Speaking in Munich after the publication, Coe said: “The moment I became president in August, the IAAF was being criticised for all sorts of things.
“If, on occasions, my language has been clumsy, I apologise. It’s never meant to be. I know how serious this is. The overall issue about whether or not we are in an organisation that has failed, I tell you we have. I know that. We are a failed organisation.
“I’m sorry if my language has in any way demonstrated a sort of a lack of understanding about the depth of this.”
He added the corruption and extortion revelations had been “absolutely abhorrent”, saying: “We have to make sure our sport can never ever return to the horror show that we’ve witnessed in the last few years.”
The commission laid bare the influence of Diack, who created a cabal which took control of Russian doping cases, and then extorted money from athletes to cover up positive tests.
The report states: “The IAAF Council could not have been unaware of the extent of doping in athletics and the non-enforcement of applicable anti-doping rules.
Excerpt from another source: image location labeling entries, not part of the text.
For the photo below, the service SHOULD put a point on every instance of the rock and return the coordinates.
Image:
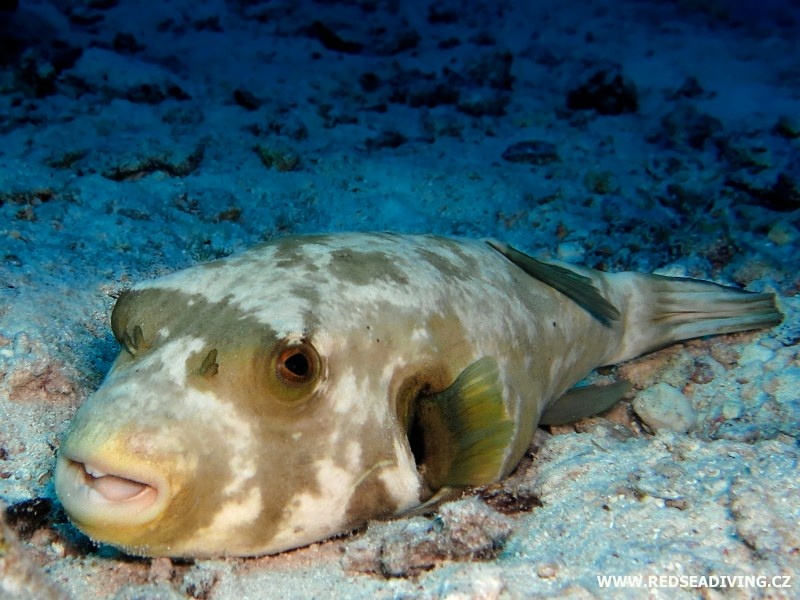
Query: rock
(664, 407)
(607, 91)
(532, 152)
(464, 530)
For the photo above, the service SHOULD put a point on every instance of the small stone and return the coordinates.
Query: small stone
(547, 570)
(532, 152)
(755, 353)
(662, 407)
(731, 409)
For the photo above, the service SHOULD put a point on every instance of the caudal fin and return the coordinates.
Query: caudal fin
(662, 310)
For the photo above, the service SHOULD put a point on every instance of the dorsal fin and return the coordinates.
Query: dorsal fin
(464, 430)
(579, 288)
(579, 403)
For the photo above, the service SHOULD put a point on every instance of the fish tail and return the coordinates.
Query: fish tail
(660, 310)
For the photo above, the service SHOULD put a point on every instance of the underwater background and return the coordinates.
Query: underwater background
(138, 137)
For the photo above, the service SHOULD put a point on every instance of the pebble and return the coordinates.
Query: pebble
(662, 407)
(755, 353)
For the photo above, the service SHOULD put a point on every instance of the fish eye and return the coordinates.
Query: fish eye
(297, 364)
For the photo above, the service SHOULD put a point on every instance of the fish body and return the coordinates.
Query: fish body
(297, 390)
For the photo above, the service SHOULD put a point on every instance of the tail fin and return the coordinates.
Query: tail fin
(661, 310)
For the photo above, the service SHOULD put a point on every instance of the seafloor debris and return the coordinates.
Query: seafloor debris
(20, 579)
(463, 530)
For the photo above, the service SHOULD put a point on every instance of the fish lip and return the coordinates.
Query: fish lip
(76, 481)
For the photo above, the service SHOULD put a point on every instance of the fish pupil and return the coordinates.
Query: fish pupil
(297, 364)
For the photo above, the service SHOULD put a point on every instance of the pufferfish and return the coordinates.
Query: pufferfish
(293, 392)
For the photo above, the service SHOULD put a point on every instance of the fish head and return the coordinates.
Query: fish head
(218, 433)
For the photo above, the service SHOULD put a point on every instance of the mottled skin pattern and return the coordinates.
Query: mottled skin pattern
(244, 464)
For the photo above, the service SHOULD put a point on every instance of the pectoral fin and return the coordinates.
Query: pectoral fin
(463, 432)
(582, 402)
(577, 287)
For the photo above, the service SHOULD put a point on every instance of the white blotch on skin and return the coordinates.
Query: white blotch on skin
(233, 514)
(401, 479)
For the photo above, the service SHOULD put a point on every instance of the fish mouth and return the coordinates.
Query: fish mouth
(96, 494)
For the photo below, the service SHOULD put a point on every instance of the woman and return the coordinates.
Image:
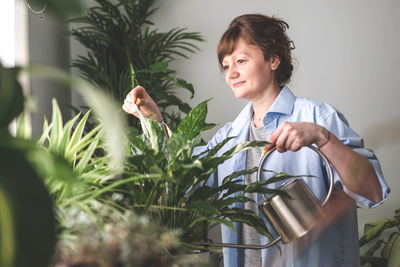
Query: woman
(255, 54)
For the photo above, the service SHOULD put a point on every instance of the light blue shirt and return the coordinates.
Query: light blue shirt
(338, 244)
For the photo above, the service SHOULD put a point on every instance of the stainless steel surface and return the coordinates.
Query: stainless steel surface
(294, 217)
(290, 217)
(328, 166)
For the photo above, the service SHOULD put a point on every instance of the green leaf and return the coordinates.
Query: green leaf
(7, 231)
(23, 129)
(203, 207)
(391, 251)
(77, 134)
(374, 229)
(194, 123)
(32, 210)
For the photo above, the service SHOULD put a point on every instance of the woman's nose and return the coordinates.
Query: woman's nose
(232, 72)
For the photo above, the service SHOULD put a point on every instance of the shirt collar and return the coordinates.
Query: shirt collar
(284, 104)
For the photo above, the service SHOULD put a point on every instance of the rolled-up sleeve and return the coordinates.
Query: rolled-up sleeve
(338, 125)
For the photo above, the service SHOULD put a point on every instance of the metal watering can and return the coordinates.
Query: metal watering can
(293, 217)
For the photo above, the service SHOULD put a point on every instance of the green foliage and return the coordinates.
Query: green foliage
(383, 241)
(170, 183)
(26, 214)
(126, 240)
(117, 35)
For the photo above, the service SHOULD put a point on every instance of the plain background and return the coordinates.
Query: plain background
(346, 55)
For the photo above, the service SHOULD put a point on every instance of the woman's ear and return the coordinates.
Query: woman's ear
(275, 61)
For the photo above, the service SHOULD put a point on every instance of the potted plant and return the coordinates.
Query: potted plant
(117, 36)
(382, 242)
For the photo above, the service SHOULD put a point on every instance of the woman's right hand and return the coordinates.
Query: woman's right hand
(144, 102)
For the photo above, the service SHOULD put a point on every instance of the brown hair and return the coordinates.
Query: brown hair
(268, 33)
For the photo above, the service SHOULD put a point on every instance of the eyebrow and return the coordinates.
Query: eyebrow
(242, 53)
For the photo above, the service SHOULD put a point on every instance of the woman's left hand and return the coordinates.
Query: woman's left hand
(294, 135)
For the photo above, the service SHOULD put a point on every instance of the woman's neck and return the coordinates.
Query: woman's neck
(263, 104)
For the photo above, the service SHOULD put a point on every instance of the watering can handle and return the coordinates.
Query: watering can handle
(328, 165)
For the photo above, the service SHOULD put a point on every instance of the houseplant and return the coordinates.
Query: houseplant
(27, 224)
(117, 35)
(382, 242)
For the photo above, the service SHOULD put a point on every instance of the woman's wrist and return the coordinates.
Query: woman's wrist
(324, 138)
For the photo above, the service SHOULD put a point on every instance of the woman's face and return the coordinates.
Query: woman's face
(247, 72)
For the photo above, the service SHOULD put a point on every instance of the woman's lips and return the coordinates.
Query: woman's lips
(237, 84)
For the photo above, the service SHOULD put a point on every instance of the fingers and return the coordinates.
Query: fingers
(135, 96)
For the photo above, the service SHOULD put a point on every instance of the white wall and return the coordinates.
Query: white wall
(346, 55)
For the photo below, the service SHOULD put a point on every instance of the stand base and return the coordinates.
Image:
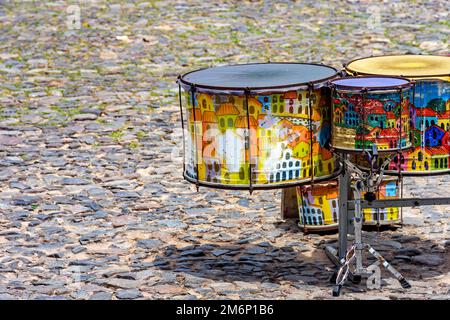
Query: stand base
(356, 275)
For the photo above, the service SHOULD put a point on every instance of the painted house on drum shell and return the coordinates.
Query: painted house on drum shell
(376, 115)
(433, 136)
(424, 118)
(444, 120)
(320, 205)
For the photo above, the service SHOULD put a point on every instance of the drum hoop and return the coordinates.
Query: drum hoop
(395, 173)
(302, 182)
(300, 84)
(361, 89)
(346, 65)
(381, 151)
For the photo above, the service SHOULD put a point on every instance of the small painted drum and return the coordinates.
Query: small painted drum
(369, 111)
(429, 109)
(257, 126)
(318, 205)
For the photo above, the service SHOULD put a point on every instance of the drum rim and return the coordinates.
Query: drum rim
(360, 151)
(407, 85)
(404, 173)
(268, 186)
(324, 80)
(346, 65)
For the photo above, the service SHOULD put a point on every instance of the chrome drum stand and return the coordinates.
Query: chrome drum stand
(349, 261)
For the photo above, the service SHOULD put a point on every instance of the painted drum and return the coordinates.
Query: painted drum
(429, 109)
(369, 111)
(257, 126)
(318, 205)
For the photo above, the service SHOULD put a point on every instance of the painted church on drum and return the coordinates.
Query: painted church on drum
(425, 124)
(275, 139)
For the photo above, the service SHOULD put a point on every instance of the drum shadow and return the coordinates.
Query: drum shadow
(298, 263)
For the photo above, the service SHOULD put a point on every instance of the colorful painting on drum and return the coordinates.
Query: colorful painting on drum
(319, 204)
(359, 123)
(283, 145)
(430, 130)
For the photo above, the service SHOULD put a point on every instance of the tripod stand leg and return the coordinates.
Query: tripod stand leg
(404, 283)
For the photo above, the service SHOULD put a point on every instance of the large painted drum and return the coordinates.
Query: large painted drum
(429, 109)
(318, 206)
(256, 126)
(369, 111)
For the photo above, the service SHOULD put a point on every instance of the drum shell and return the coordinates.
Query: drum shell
(429, 123)
(237, 139)
(362, 119)
(318, 205)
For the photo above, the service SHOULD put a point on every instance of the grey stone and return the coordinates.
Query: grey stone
(149, 243)
(428, 260)
(128, 294)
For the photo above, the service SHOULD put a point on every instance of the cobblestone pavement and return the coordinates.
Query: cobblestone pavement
(92, 205)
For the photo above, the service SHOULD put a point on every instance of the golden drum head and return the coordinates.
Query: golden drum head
(409, 66)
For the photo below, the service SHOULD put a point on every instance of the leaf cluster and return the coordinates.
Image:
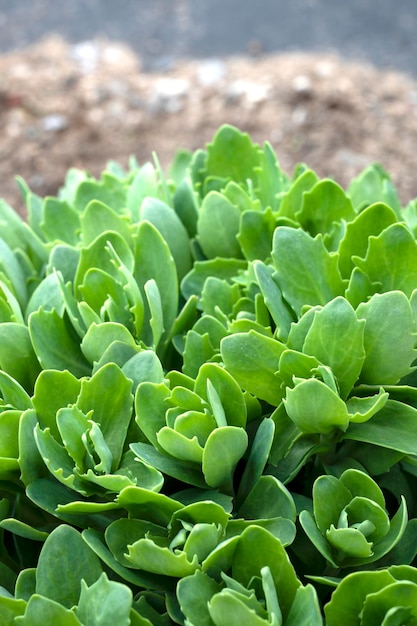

There was an evident lack of political appetite within the IAAF to confront Russia with the full extent of its known and suspected doping activities.”
But Pound told a news conference in Munich: “This is a fabulous opportunity for the IAAF to seize this opportunity and under strong leadership move forward from this, but there is an enormous amount of work to do.
“I can’t think of anyone better than Lord Coe to lead that.
“I don’t want to lay the failures of an entire council at the feet of one individual. You learn from experience. And experience is what you get when you don’t get what you want.”
Pound told reporters it would have been difficult for Coe to act alone even though all IAAF Council members would have been aware of the nepotism and problems with Russian doping.
He added: “For a council member to say at the time, ‘Lamine, what the ****? You’ve got your personal counsel being paid, you’ve got two of your kids working here, this doesn’t look good for us’ — that’s the sort of thing that’s very hard to happen.”
Pound’s report was tougher on the IAAF Council, saying it was too easy just to blame the failures on Diack, who along with his son Papa Massata Diack and other officials is under investigation by French police.
It adds: “Failure to have addressed such governance issues is an IAAF failure that cannot be blamed on a small group on miscreants. The opportunity existed for the IAAF to have addressed governance issues. No advantage was taken of that opportunity.”
In terms of Davies, the report states he did not mention any knowledge of the delays in reporting doping violations when he was interviewed by the commission in June. A subsequent leaked email from him to Papa Massata Diack showed Davies discussing a plan to delay the announcement of positive tests by Russian athletes.